Airborne Search and Rescue

When first response agencies are tasked with searching for persons, regardless if the location is water or land, aerial resources are a wonderful asset. Aircraft are able to cover a fairly large area quickly including search areas inaccessible by ground units. However, are the aircraft searching just flying around looking for a needle in a haystack?

Not according to the United States Coast Guard (USCG) which is the lead agency for maritime searches. (The US Air Force, primarily through the CAP program is the lead agency for land searches). The USCG estimates that if the initial reporting information is good, the chances of finding a victim of a maritime search by flying a proper search pattern approaches 90% success. What does that mean for the first responders on the scene? The last known position of the victim is crucial for a successful outcome. The initial interviews of bystanders and witnesses not only affect the success of the search it will often determine what search pattern the aircraft will use in their search efforts. The actions of the ground responders will often mean the difference between life and death.

Search Patterns

Aerial law enforcement aircraft use several rescue patterns, depending on the circumstances of the incident, to search for victims. The patterns, flown in a systematic and logical order, insure that the entire search area is covered effectively. For example, if a boat is on fire, and several persons jump into the water to escape the flames, there is a very good chance that the victims are nearby. The responding aerial units will likely commence what is known as a sector search. This search would likely use the boat as its reference point and the aircraft flies a series of search legs, crossing over the reference point several times.

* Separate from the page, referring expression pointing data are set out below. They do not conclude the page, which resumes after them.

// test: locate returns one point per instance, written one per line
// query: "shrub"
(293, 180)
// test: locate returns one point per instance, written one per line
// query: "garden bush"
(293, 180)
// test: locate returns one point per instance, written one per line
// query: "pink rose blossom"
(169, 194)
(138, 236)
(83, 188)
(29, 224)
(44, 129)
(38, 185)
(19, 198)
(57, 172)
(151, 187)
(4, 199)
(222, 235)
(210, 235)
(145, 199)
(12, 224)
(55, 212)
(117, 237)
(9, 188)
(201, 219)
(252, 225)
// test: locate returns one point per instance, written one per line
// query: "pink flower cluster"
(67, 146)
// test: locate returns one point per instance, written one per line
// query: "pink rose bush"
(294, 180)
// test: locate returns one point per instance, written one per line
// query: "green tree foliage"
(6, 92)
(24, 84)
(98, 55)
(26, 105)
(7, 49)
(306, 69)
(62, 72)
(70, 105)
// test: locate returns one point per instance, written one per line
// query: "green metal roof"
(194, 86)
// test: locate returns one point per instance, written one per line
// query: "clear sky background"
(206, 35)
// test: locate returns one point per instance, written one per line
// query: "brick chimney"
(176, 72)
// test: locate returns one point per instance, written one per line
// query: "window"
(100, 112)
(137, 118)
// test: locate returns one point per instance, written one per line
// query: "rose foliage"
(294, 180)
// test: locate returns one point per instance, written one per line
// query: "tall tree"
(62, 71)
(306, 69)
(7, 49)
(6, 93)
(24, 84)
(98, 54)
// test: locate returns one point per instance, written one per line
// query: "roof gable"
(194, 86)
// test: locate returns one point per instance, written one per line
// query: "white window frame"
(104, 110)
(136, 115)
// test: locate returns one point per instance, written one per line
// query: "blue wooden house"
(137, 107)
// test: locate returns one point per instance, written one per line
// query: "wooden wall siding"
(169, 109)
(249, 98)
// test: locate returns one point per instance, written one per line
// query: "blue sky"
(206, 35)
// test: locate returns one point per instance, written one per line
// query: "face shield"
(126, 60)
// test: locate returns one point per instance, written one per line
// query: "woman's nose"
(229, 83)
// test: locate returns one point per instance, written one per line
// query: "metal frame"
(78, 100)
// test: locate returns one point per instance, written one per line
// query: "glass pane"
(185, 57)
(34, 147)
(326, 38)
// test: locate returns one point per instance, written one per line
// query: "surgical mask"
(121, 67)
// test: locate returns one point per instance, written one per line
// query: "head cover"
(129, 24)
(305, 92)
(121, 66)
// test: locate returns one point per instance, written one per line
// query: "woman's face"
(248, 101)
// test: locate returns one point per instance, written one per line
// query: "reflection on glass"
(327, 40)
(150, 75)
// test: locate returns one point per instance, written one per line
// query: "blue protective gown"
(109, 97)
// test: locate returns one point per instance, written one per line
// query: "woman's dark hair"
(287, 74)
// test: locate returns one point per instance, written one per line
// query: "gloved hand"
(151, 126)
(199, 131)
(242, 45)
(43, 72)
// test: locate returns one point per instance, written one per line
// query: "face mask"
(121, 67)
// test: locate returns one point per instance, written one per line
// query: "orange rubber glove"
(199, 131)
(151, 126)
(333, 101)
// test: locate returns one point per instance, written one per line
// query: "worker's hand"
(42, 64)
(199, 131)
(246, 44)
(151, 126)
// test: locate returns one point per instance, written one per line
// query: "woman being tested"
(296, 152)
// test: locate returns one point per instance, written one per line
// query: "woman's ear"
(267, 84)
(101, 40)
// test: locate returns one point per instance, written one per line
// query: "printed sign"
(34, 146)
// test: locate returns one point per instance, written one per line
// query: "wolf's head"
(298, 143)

Earlier this month, six teenagers drowned in a river near Shreveport, La. Apparently the teens were in shallow water when one of them slipped into deeper water. The other teens, in an attempt to help rescue their friend, all fell into the deeper water and drowned. This type of incident would call for a sector search. The last position of the teens was known, and an aerial unit would want to quickly locate the victims.

If the victims are lost in a moving river, the aerial units will likely choose a barrier search pattern. The barrier search establishes a search point upstream or downstream, depending on the current and flies back and forth across the river searching for the victims. The theory is that the victim would float past the barrier and be seen by the rescuers.

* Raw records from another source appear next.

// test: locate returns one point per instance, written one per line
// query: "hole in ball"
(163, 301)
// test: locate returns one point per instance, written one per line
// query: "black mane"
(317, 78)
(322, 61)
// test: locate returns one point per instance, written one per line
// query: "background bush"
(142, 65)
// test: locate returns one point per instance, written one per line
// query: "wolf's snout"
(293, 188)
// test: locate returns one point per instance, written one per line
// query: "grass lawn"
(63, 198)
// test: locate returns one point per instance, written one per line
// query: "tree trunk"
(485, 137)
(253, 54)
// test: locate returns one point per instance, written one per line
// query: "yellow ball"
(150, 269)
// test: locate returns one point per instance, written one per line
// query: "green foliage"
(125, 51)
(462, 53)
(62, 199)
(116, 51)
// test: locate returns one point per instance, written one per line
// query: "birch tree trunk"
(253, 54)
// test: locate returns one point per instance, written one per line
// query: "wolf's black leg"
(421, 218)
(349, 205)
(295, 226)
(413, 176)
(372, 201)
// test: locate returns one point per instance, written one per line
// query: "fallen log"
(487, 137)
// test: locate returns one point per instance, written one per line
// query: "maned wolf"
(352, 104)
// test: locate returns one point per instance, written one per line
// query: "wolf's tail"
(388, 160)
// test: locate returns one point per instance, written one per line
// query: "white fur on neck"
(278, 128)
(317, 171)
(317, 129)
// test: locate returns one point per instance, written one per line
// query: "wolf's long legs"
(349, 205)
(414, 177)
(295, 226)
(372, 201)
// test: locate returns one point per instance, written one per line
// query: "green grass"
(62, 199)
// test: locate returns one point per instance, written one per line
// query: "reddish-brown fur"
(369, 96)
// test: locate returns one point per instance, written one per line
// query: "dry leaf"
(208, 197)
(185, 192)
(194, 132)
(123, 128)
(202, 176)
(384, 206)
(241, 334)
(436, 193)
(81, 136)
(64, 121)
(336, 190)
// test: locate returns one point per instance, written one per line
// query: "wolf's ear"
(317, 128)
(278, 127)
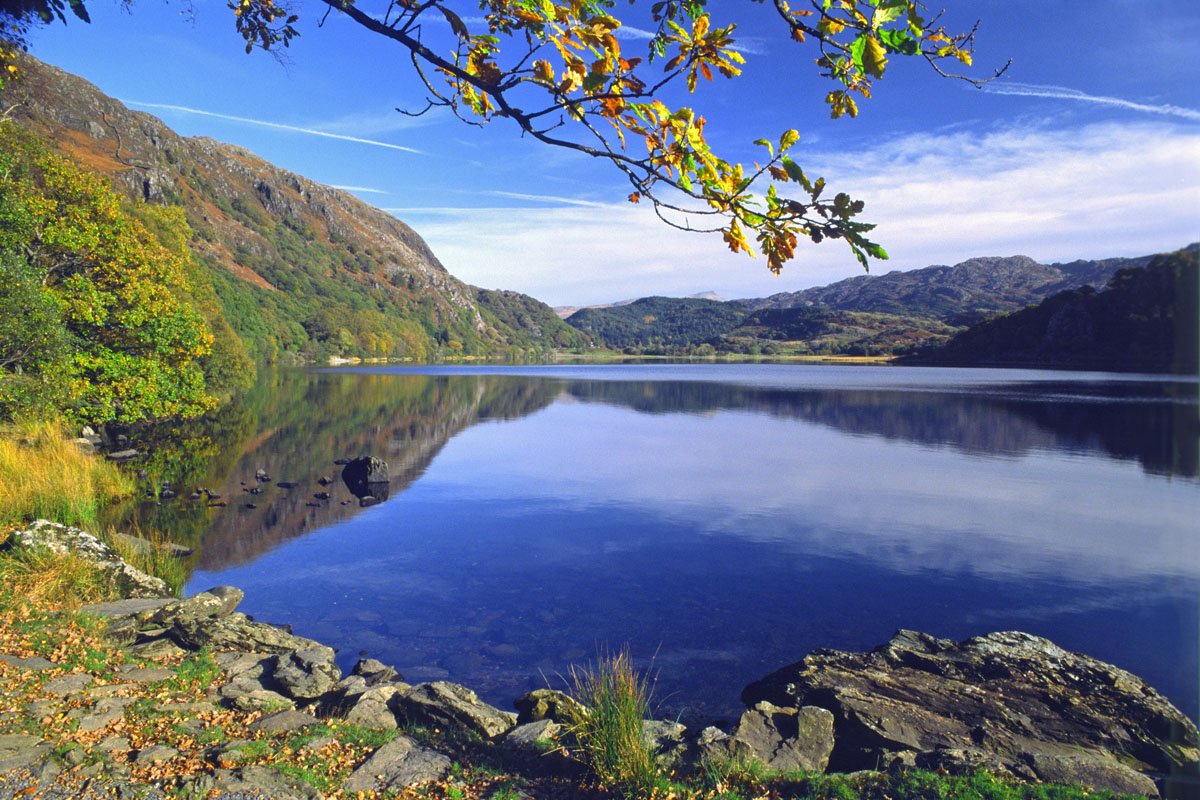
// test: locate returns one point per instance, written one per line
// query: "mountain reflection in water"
(725, 518)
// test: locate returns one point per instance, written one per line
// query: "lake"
(720, 521)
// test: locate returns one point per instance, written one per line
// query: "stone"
(307, 674)
(220, 601)
(155, 755)
(373, 708)
(283, 721)
(399, 764)
(1092, 773)
(22, 751)
(120, 577)
(261, 699)
(255, 781)
(143, 674)
(237, 632)
(787, 739)
(547, 704)
(366, 476)
(443, 703)
(1006, 697)
(376, 672)
(69, 684)
(34, 663)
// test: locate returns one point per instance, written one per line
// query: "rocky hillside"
(299, 268)
(959, 294)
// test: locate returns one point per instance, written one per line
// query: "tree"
(557, 70)
(112, 332)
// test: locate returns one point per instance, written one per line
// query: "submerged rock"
(1008, 701)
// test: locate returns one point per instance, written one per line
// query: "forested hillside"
(1145, 319)
(148, 274)
(958, 295)
(301, 270)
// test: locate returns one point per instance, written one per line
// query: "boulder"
(306, 674)
(547, 704)
(448, 704)
(1009, 699)
(237, 632)
(121, 578)
(366, 476)
(399, 764)
(787, 739)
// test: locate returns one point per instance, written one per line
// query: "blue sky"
(1087, 148)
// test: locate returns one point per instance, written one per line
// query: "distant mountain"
(960, 294)
(1145, 319)
(658, 322)
(300, 269)
(567, 311)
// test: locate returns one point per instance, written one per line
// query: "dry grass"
(45, 475)
(610, 737)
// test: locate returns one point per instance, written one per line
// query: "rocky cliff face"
(273, 229)
(975, 288)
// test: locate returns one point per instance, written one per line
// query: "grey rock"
(143, 674)
(249, 780)
(283, 721)
(1005, 695)
(237, 632)
(21, 751)
(69, 684)
(309, 673)
(376, 672)
(119, 576)
(157, 648)
(34, 663)
(261, 699)
(375, 708)
(400, 763)
(1092, 773)
(205, 605)
(547, 704)
(155, 755)
(448, 704)
(787, 739)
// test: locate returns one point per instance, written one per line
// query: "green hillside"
(1145, 319)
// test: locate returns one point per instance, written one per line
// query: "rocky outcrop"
(120, 577)
(1008, 701)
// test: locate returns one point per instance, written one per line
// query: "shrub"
(609, 737)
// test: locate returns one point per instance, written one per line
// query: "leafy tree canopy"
(558, 71)
(112, 330)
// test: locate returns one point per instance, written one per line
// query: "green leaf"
(797, 174)
(899, 41)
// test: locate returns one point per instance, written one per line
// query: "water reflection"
(729, 523)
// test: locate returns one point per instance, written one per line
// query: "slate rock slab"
(443, 703)
(21, 751)
(1011, 697)
(120, 576)
(399, 764)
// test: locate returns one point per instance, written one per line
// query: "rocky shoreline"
(1008, 703)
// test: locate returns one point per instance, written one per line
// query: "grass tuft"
(610, 735)
(46, 475)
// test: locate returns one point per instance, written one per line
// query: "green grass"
(47, 476)
(610, 737)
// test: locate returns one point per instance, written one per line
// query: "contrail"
(274, 125)
(1063, 92)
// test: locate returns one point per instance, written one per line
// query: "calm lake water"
(721, 521)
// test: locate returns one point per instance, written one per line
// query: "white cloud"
(359, 188)
(1066, 92)
(277, 126)
(941, 198)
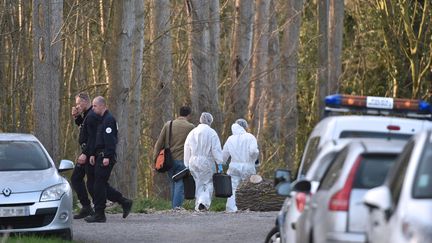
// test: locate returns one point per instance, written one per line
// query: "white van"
(386, 123)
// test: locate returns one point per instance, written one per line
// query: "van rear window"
(373, 170)
(367, 134)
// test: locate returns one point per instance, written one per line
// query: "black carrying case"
(222, 185)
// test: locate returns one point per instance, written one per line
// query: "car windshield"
(423, 179)
(365, 134)
(22, 155)
(373, 170)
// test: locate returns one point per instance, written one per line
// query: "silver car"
(401, 209)
(336, 212)
(33, 196)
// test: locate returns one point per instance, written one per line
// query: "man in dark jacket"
(105, 149)
(87, 121)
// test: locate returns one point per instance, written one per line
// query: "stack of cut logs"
(258, 194)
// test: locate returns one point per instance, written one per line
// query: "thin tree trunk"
(119, 67)
(47, 46)
(135, 100)
(259, 77)
(336, 15)
(203, 91)
(162, 78)
(238, 92)
(290, 45)
(323, 9)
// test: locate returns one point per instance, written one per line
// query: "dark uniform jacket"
(106, 137)
(87, 136)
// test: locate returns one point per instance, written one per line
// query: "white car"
(334, 128)
(33, 196)
(335, 213)
(401, 209)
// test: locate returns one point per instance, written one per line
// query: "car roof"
(18, 137)
(380, 145)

For searches of an area with a known route, such as an aircraft flying between two airports would necessitate a track line search of the aircrafts expected path. In 1999, when JFK JR’s airplane went missing, a track line search would have been appropriate.

Different search patterns are selected for incidents with little or no information. On Long Island, a boat washed ashore at Lloyd Harbor with no one on board but with blood stains everywhere. The responding units, lacking any additional information likely used a creep pattern that allows fairly large areas to be searched effectively. The creep pattern flies search legs in a back and forth pattern creeping along the search area. Once again, any additional factors influence the exact search pattern selected. Once a search pattern is selected, the flight crew will augment their efforts with appropriate equipment such as night vision goggles and forward looking infrared. It should be noted however that FLIR cannot see through water. If the victim is submerged, by even a few inches, they will not appear on the FLIR monitor of the aircraft. That is why personal flotation devices are very important!

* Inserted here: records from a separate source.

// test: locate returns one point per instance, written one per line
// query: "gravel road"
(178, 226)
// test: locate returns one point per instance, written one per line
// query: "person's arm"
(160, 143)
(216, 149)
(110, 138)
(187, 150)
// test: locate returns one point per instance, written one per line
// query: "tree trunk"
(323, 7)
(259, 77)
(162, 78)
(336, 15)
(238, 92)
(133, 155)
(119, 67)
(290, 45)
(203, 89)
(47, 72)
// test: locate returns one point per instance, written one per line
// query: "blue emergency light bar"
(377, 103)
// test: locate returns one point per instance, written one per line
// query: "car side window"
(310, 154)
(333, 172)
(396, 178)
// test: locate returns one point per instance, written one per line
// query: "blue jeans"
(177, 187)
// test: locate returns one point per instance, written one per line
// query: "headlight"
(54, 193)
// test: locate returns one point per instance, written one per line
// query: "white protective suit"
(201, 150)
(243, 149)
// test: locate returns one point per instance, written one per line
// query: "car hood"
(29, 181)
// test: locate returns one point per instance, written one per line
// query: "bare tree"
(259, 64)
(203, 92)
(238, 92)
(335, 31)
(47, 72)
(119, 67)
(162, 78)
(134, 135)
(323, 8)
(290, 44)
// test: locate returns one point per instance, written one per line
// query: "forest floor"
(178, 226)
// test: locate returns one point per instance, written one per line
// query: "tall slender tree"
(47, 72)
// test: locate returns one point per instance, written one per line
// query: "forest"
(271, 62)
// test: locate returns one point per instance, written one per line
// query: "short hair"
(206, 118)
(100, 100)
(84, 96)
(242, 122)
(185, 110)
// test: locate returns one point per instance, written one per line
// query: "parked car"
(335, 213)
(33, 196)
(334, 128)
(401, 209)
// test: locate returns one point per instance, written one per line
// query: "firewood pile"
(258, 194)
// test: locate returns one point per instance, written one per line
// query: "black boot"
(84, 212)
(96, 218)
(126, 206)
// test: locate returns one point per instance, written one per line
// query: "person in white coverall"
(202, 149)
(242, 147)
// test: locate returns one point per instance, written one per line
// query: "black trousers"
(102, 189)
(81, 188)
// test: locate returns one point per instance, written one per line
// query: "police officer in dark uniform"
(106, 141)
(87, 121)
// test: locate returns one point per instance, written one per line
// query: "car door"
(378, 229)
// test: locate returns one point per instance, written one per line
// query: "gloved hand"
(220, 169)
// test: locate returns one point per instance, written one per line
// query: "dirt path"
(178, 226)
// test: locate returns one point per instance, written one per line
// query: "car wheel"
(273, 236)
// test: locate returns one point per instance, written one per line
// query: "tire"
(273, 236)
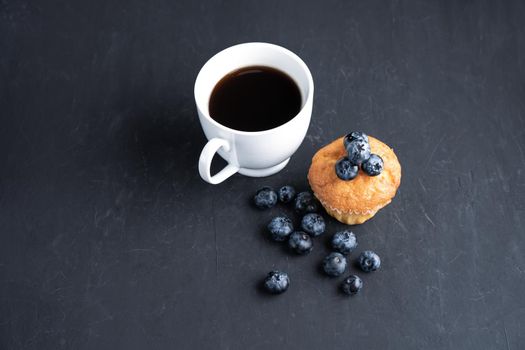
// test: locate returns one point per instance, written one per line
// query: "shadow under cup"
(257, 153)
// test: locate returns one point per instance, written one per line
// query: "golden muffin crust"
(354, 201)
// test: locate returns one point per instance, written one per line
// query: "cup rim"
(285, 51)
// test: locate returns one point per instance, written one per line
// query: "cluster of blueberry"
(312, 225)
(358, 149)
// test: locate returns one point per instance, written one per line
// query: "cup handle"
(205, 162)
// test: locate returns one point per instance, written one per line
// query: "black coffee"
(255, 98)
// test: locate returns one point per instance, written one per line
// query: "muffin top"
(362, 195)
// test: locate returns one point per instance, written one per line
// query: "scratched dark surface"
(110, 240)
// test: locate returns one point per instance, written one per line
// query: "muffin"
(354, 201)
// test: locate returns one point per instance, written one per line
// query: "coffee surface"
(255, 98)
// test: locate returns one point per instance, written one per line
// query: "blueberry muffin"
(356, 200)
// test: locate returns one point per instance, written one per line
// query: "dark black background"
(110, 240)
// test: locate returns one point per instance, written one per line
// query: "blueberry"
(276, 282)
(358, 151)
(313, 224)
(373, 166)
(352, 285)
(280, 228)
(300, 242)
(344, 242)
(334, 264)
(345, 170)
(265, 198)
(369, 261)
(305, 203)
(354, 135)
(286, 194)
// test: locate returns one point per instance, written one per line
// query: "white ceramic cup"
(259, 153)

The challenges of an aerial search can be daunting. Factors such as sea state, surface visibility and even the fatigue of the flight crew can dramatically impact the effectiveness of the search. A lone person floating in the water presents a very small target and sometimes a person cannot be seen until the aircraft is almost directly overhead. If the sea state is rough, it becomes even harder to see a victim and an aerial unit must tighten their search tracks to take into account the rougher water.

The ability to search has been greatly enhanced by the use of technology. The United States Coast Guard uses a computer program to help determine their search area and likely location of a victim. This program, known as computer assisted search planning (CASP) uses a variety of factors including tides, current weather and expected drift of the victim to designate a search pattern. When a passenger fell off a cruise ship near Florida, the CASP program predicted the most likely spot where the victim would be hours later. The victim was found in the exact grid predicted by the program. This allows not only a greater ability to save lives, it also allows for better allocation of resources.

The Incident Commander

The Incident Commander should make certain the search areas are documented. After initial searches are completed, it might be determined that secondary searches should be conducted. This is no reflection on the ability of the initial searchers. It recognizes the difficulty of these searches and the fatigue of the crew. Other concerns of the incident commander should include a helispot (landing zone) and refueling capabilities of aircraft. Precious search time can be lost if the aircraft must fly a considerable distance to refuel. If the incident requires, the establishment of an air operations branch can make aerial operations much easier and effective.

Search incidents often have significant challenges. Obviously, the quick location and medical treatment of the victims, if necessary, are crucial to the successful outcome of the search and rescue mission. The successful and effective coordination between ground and aerial units can make the difference between life and death!